Female midshipmen, required to wear trousers instead of skirts for the first time, march onto the field for their graduation and commissioning ceremony at the U.S. Naval Academy in Annapolis, Maryland, May 27, 2016. REUTERS

A photo scandal involving pictures posted to Facebook of Navy cadets enrolled at Iowa State University consisted of "willing participants," a ranking official for the Navy said Friday. While details were scarce, the people who took and posted the photos were made up of seven men, the Associated Press reported. The photos were posted around the Ames campus as well as on social media.

It was unclear who the pictures were of and what exactly they showed that made them apparently so inappropriate, but the Navy indicated on Friday that it was taking steps to address the situation that was first brought to light after other cadets reported seeing the photos to their superiors on March 4. The Facebook page where the pictures were posted to was called Glorious Order of the Sextant and described as being "dedicated to the preservation of those nautical, professional, and social traditions of the Iowa State Naval ROTC that are worth preserving," according to the Iowa State Daily.

Read: Another Marine Photo Scandal Victim Speaks Out

"We take this issue very seriously and categorically do not condone this behavior — it has no place in our military or society, and it does not comport with our core values," Naval Service Training Command spokesman Lt. Sean Brophy said.

The news from the Iowa State Navy cadets followed a similar photo scandal in the Marines, where several Corps members were being investigated over leaked naked photos of their female colleagues posted online. The investigation prompted the U.S. Air Force to update its policy on social media.

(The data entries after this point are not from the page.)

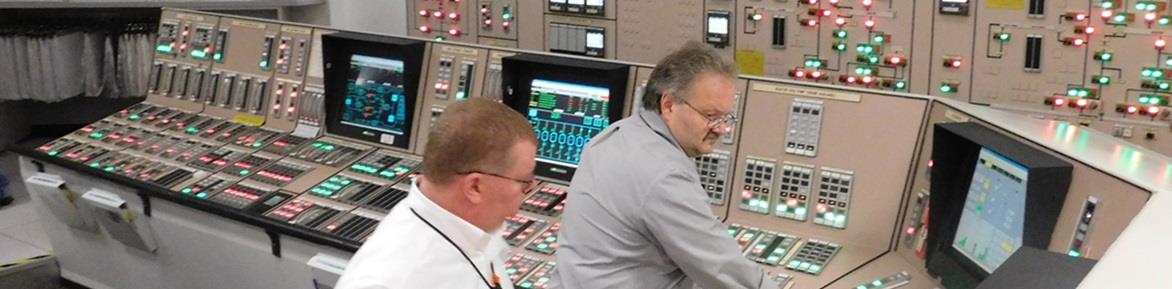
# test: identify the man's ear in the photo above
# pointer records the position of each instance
(474, 188)
(666, 104)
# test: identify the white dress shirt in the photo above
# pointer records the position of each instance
(407, 253)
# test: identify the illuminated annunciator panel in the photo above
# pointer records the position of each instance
(242, 82)
(832, 198)
(714, 173)
(185, 49)
(794, 193)
(292, 54)
(835, 188)
(444, 20)
(455, 73)
(758, 183)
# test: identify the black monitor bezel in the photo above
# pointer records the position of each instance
(954, 152)
(338, 48)
(519, 70)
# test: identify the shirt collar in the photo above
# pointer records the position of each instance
(655, 122)
(468, 236)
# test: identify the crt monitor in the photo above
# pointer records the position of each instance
(990, 195)
(370, 87)
(567, 101)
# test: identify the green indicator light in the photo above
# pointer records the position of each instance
(1104, 80)
(840, 34)
(1002, 36)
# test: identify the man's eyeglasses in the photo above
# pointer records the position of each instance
(529, 184)
(726, 122)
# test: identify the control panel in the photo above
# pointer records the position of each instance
(809, 184)
(444, 20)
(714, 173)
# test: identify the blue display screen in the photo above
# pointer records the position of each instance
(374, 95)
(566, 116)
(992, 224)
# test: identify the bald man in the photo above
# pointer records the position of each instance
(477, 167)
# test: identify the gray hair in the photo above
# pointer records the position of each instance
(675, 73)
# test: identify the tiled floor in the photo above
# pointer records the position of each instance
(20, 233)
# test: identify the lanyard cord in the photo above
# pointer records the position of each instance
(491, 270)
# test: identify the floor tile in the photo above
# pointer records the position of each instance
(12, 249)
(29, 233)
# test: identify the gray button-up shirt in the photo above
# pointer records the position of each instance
(638, 218)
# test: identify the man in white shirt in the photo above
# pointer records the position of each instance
(478, 164)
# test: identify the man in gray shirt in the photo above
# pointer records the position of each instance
(636, 215)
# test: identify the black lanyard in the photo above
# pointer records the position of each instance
(496, 282)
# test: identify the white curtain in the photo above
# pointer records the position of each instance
(52, 67)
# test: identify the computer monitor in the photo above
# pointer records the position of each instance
(990, 195)
(370, 87)
(567, 101)
(992, 222)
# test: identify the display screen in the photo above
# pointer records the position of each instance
(992, 222)
(594, 40)
(374, 95)
(717, 25)
(566, 116)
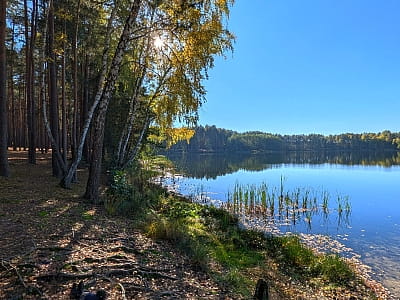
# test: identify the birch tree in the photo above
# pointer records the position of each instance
(4, 169)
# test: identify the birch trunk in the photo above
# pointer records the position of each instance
(92, 187)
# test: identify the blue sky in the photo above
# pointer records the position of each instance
(309, 66)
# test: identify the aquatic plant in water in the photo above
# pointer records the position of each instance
(284, 207)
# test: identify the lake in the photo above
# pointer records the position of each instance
(370, 182)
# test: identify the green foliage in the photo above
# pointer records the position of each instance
(125, 198)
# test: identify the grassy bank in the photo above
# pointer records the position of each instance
(234, 257)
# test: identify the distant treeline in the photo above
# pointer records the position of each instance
(213, 139)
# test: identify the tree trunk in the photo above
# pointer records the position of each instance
(92, 187)
(54, 115)
(11, 96)
(4, 169)
(67, 180)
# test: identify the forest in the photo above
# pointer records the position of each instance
(213, 139)
(97, 81)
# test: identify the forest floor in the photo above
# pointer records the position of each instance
(50, 239)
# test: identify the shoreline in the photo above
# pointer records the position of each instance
(318, 243)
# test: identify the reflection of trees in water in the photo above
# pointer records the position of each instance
(213, 165)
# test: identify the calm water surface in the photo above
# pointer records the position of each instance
(371, 181)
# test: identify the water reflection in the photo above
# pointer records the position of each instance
(369, 179)
(210, 166)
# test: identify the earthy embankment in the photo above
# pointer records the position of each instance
(50, 239)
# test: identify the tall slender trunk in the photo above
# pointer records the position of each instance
(75, 84)
(4, 169)
(92, 187)
(64, 110)
(67, 180)
(85, 105)
(54, 115)
(29, 82)
(12, 96)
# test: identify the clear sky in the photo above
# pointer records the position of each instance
(309, 66)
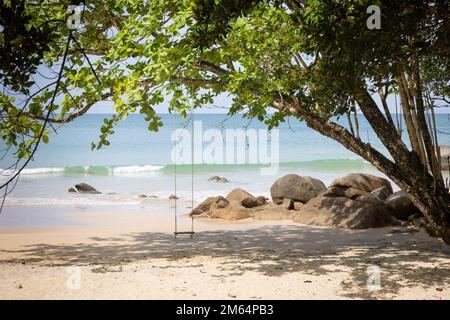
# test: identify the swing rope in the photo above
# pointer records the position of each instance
(176, 232)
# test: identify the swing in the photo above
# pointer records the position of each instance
(176, 232)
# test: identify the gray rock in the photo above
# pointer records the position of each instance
(235, 211)
(298, 206)
(296, 188)
(362, 181)
(249, 202)
(218, 202)
(86, 188)
(238, 194)
(272, 211)
(381, 193)
(288, 203)
(260, 201)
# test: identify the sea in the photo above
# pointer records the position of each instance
(138, 161)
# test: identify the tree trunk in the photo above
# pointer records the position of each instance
(410, 175)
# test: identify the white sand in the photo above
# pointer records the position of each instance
(120, 255)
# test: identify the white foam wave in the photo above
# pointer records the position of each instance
(136, 169)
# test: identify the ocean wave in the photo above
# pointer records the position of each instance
(88, 170)
(314, 165)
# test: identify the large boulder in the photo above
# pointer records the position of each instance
(238, 194)
(86, 188)
(345, 213)
(362, 181)
(234, 211)
(297, 188)
(381, 193)
(210, 203)
(272, 211)
(351, 193)
(400, 205)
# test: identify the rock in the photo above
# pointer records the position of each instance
(272, 211)
(288, 203)
(235, 211)
(333, 192)
(205, 206)
(415, 216)
(197, 211)
(354, 193)
(401, 206)
(362, 181)
(296, 188)
(238, 194)
(86, 188)
(345, 213)
(219, 203)
(218, 179)
(260, 201)
(298, 206)
(249, 202)
(381, 193)
(351, 193)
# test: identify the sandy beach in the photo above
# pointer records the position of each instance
(120, 253)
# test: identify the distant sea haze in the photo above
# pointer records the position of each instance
(139, 161)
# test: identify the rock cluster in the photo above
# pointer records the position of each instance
(355, 201)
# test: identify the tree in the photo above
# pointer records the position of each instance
(310, 59)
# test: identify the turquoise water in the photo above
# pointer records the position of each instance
(139, 161)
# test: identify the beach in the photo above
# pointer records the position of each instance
(111, 252)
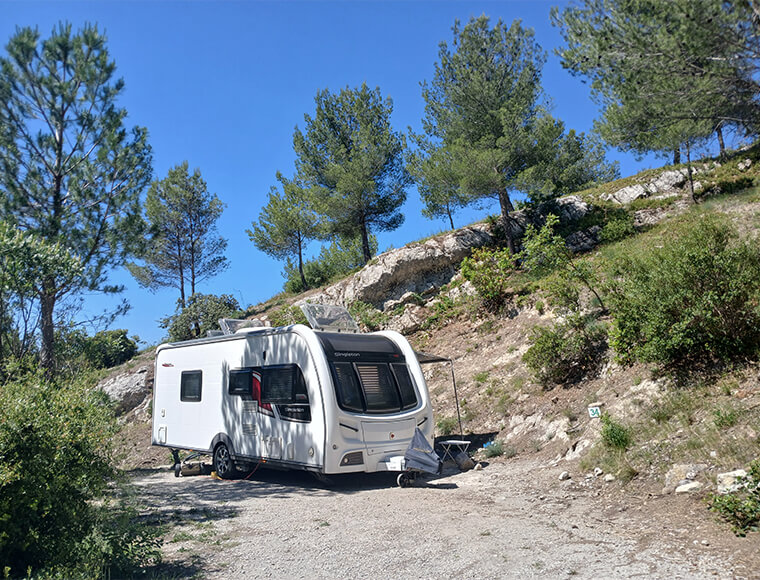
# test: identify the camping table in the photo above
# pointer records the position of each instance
(453, 446)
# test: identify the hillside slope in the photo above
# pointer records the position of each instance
(679, 435)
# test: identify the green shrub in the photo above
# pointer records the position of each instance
(110, 348)
(287, 315)
(614, 435)
(368, 316)
(488, 270)
(495, 449)
(447, 425)
(565, 352)
(694, 298)
(741, 508)
(617, 228)
(725, 417)
(55, 478)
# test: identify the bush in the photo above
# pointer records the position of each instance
(287, 315)
(741, 508)
(693, 299)
(614, 435)
(447, 425)
(109, 348)
(488, 270)
(565, 352)
(55, 477)
(367, 316)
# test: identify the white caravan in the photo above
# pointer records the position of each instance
(293, 397)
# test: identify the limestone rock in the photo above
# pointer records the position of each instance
(418, 269)
(128, 389)
(667, 184)
(682, 474)
(691, 487)
(410, 321)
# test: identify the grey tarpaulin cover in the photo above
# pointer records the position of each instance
(420, 455)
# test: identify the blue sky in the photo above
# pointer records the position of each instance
(223, 84)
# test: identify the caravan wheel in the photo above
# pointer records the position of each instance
(223, 463)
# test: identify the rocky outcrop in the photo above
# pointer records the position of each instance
(667, 184)
(130, 389)
(417, 269)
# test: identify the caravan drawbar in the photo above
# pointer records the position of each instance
(292, 397)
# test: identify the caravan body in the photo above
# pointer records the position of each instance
(292, 397)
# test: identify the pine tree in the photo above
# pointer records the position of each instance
(71, 172)
(286, 224)
(184, 247)
(352, 160)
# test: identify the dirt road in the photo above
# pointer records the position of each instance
(499, 522)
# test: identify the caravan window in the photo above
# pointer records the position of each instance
(374, 387)
(240, 381)
(283, 385)
(190, 386)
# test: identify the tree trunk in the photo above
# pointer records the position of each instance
(365, 244)
(47, 305)
(721, 143)
(689, 171)
(506, 220)
(300, 267)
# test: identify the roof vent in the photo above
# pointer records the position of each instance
(329, 317)
(232, 325)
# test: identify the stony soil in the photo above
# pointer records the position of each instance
(512, 519)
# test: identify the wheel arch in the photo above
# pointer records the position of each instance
(223, 438)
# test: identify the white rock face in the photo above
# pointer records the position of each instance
(667, 184)
(129, 389)
(690, 487)
(417, 269)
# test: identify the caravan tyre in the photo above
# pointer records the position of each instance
(223, 463)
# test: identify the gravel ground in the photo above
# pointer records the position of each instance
(512, 519)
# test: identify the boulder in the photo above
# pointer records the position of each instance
(690, 487)
(416, 269)
(682, 474)
(667, 184)
(128, 389)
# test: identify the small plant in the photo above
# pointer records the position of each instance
(565, 352)
(725, 417)
(287, 315)
(741, 508)
(446, 425)
(489, 270)
(481, 377)
(368, 316)
(615, 435)
(494, 449)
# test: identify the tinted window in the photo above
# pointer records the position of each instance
(347, 387)
(379, 390)
(405, 386)
(374, 387)
(283, 384)
(240, 382)
(190, 386)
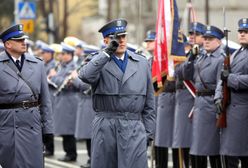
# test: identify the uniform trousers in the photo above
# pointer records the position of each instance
(233, 161)
(69, 145)
(161, 157)
(48, 140)
(201, 161)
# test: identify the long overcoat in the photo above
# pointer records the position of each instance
(21, 128)
(118, 140)
(234, 138)
(205, 137)
(85, 116)
(165, 116)
(182, 133)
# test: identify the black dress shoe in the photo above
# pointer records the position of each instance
(48, 153)
(87, 165)
(67, 159)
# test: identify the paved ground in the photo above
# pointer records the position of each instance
(52, 162)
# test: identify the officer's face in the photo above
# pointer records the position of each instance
(122, 39)
(16, 46)
(243, 37)
(211, 43)
(66, 57)
(195, 38)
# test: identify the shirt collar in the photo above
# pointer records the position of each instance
(122, 57)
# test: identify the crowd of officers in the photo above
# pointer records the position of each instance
(185, 121)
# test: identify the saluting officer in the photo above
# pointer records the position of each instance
(123, 100)
(182, 130)
(234, 138)
(25, 106)
(205, 73)
(196, 32)
(85, 111)
(47, 56)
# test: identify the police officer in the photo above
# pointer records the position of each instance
(164, 125)
(196, 32)
(47, 56)
(25, 106)
(123, 100)
(206, 73)
(234, 137)
(150, 44)
(184, 101)
(85, 111)
(65, 108)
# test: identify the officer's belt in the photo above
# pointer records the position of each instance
(119, 115)
(23, 104)
(205, 92)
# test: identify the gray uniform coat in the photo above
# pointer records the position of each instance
(118, 140)
(85, 116)
(50, 65)
(184, 103)
(234, 138)
(66, 102)
(21, 129)
(165, 119)
(205, 137)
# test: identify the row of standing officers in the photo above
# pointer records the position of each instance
(123, 103)
(190, 123)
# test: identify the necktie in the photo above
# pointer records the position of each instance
(18, 65)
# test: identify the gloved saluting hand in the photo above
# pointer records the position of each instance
(218, 104)
(112, 47)
(224, 75)
(194, 52)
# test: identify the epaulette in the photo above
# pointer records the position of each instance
(38, 58)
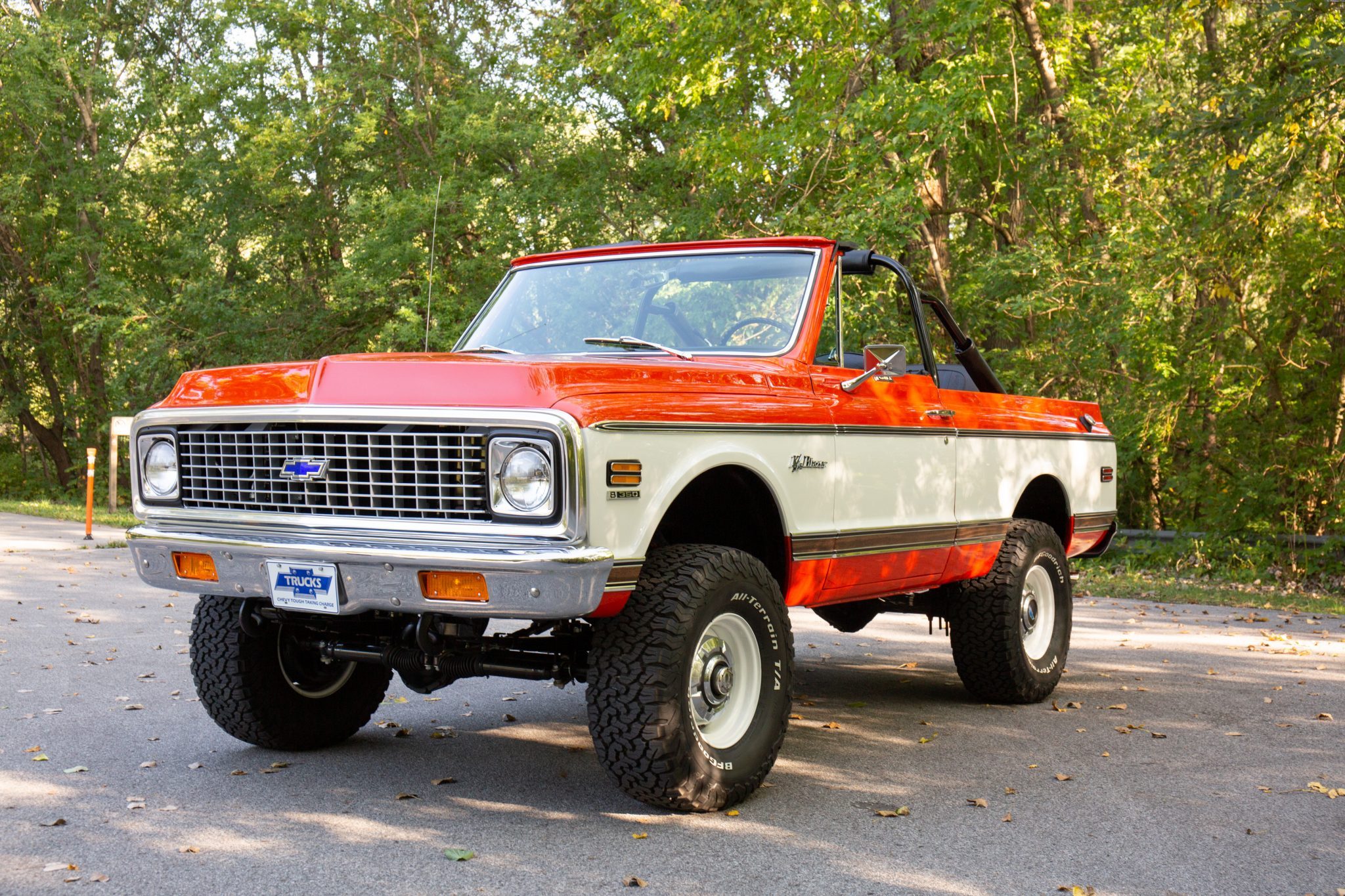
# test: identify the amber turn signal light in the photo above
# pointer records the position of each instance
(194, 566)
(437, 585)
(623, 472)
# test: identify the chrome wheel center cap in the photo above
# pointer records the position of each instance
(717, 680)
(1029, 613)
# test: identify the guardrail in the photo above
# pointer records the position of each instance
(1293, 540)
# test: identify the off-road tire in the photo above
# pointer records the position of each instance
(242, 687)
(985, 620)
(639, 699)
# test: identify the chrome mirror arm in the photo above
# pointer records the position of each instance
(881, 367)
(852, 385)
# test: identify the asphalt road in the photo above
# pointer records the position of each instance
(1200, 811)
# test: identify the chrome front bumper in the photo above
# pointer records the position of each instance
(526, 580)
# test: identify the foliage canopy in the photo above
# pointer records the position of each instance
(1133, 202)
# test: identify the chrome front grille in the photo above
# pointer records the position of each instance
(397, 471)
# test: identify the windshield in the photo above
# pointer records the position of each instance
(738, 303)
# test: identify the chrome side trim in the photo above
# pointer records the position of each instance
(847, 429)
(625, 575)
(1087, 523)
(856, 543)
(1036, 435)
(572, 527)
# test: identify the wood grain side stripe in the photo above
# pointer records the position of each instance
(894, 540)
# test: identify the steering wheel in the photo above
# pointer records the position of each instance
(748, 322)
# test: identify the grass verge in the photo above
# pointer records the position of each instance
(72, 512)
(1098, 578)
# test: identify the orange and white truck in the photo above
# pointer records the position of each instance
(648, 454)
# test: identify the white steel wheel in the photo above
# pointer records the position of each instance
(1038, 612)
(725, 683)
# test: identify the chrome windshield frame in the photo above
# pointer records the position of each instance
(810, 286)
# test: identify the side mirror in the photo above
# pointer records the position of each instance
(891, 360)
(883, 362)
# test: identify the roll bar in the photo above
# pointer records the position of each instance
(865, 264)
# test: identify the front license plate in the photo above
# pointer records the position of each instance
(304, 586)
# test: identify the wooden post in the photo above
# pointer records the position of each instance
(93, 454)
(112, 472)
(120, 426)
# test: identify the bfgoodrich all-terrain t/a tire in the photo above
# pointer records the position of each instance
(689, 685)
(269, 691)
(1011, 628)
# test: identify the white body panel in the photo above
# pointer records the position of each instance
(673, 458)
(994, 471)
(884, 481)
(871, 481)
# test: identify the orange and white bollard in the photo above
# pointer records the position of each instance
(93, 454)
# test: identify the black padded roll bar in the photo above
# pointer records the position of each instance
(866, 263)
(965, 350)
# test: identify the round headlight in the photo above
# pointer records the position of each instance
(526, 479)
(162, 469)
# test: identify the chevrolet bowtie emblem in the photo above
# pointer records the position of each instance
(304, 469)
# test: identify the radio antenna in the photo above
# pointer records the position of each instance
(433, 232)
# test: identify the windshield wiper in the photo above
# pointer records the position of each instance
(630, 344)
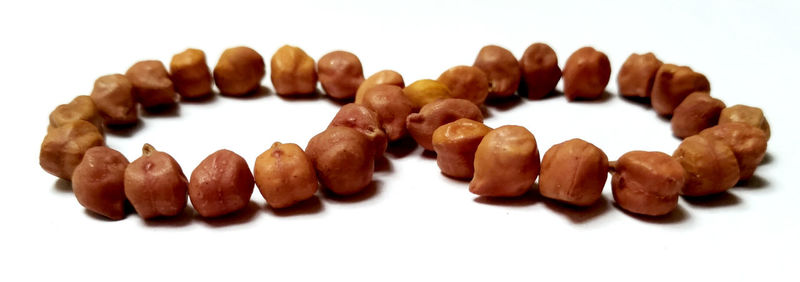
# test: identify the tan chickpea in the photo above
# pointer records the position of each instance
(285, 175)
(506, 163)
(455, 144)
(99, 182)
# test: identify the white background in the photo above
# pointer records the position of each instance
(415, 224)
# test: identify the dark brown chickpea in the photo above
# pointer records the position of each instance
(221, 184)
(99, 182)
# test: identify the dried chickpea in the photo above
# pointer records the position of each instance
(63, 147)
(151, 84)
(190, 74)
(586, 74)
(540, 71)
(573, 172)
(285, 175)
(113, 97)
(392, 107)
(506, 163)
(455, 144)
(340, 73)
(239, 71)
(421, 125)
(745, 114)
(343, 159)
(378, 78)
(366, 121)
(636, 76)
(466, 82)
(647, 183)
(672, 84)
(747, 142)
(99, 182)
(293, 71)
(501, 68)
(697, 112)
(155, 184)
(221, 184)
(710, 165)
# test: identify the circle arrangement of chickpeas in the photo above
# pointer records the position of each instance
(721, 146)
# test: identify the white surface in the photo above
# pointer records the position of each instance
(417, 225)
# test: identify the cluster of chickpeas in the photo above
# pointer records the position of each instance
(722, 145)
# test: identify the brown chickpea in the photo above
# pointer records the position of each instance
(343, 159)
(239, 71)
(466, 82)
(506, 163)
(636, 76)
(293, 72)
(697, 112)
(113, 96)
(285, 175)
(672, 84)
(710, 165)
(392, 107)
(190, 74)
(340, 73)
(586, 74)
(501, 68)
(421, 125)
(747, 142)
(455, 144)
(745, 114)
(573, 172)
(221, 184)
(151, 84)
(99, 182)
(155, 184)
(540, 71)
(647, 183)
(63, 147)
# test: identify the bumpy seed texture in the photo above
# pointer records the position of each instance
(366, 121)
(747, 142)
(466, 82)
(540, 71)
(343, 159)
(647, 183)
(99, 182)
(501, 68)
(697, 112)
(155, 184)
(113, 96)
(455, 144)
(378, 78)
(672, 84)
(586, 74)
(506, 163)
(221, 184)
(63, 147)
(421, 125)
(574, 172)
(190, 74)
(636, 76)
(392, 107)
(340, 74)
(710, 165)
(293, 71)
(151, 84)
(285, 175)
(745, 114)
(239, 71)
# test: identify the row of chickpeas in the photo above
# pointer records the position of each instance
(724, 145)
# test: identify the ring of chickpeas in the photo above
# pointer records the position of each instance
(722, 145)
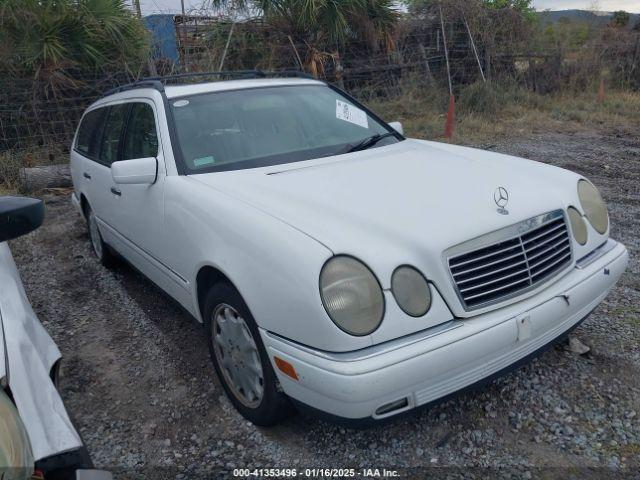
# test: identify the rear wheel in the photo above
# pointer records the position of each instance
(240, 358)
(100, 248)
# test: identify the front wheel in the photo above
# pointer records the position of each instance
(240, 358)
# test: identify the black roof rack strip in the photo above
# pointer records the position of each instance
(158, 83)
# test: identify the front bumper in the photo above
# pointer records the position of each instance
(430, 365)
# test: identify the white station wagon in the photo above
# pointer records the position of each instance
(336, 264)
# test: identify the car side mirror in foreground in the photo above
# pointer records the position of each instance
(19, 216)
(140, 171)
(397, 126)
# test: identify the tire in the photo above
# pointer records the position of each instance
(228, 319)
(100, 249)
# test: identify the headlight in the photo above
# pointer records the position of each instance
(15, 449)
(594, 207)
(351, 295)
(578, 226)
(411, 291)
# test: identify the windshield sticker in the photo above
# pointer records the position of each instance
(351, 114)
(203, 161)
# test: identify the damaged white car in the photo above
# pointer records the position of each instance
(333, 261)
(37, 437)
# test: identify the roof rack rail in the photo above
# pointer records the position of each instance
(158, 83)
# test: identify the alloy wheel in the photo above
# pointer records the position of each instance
(237, 355)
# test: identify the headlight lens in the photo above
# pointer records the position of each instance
(15, 449)
(411, 291)
(351, 295)
(578, 226)
(594, 207)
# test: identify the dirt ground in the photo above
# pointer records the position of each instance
(140, 384)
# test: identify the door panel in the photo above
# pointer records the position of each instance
(139, 220)
(103, 201)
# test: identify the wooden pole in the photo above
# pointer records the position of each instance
(446, 51)
(226, 47)
(136, 4)
(473, 44)
(426, 63)
(451, 112)
(295, 50)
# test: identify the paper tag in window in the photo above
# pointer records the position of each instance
(351, 114)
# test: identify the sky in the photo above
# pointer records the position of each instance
(173, 6)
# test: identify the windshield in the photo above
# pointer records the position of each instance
(258, 127)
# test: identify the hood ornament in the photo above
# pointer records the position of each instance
(501, 197)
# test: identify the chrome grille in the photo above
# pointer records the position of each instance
(511, 263)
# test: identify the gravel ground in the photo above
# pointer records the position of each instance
(141, 387)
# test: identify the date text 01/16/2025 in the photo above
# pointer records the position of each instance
(315, 472)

Part of the revised social media guidelines forbade posting "any defamatory, libelous, vulgar, obscene, abusive, profane, threatening, hateful, racially, ethnically, or otherwise offensive or illegal information or material."

The Marines also revised its own social media regulations for enlistees that detailed "how Marines will be held accountable for their online activities."

Multiple Marine photo scandal victims have spoken out about their experiences being unwillingly involved in the posting of their images to the internet.

"I felt like my privacy had been taken away from me," Kally Wayne, who admitted posing for pictures but never intended for them to be made public, told ABC News in March. "Having to go through being harassed for every day of my life for the past year because of a mistake I made four years ago is not anything anyone deserves to go through."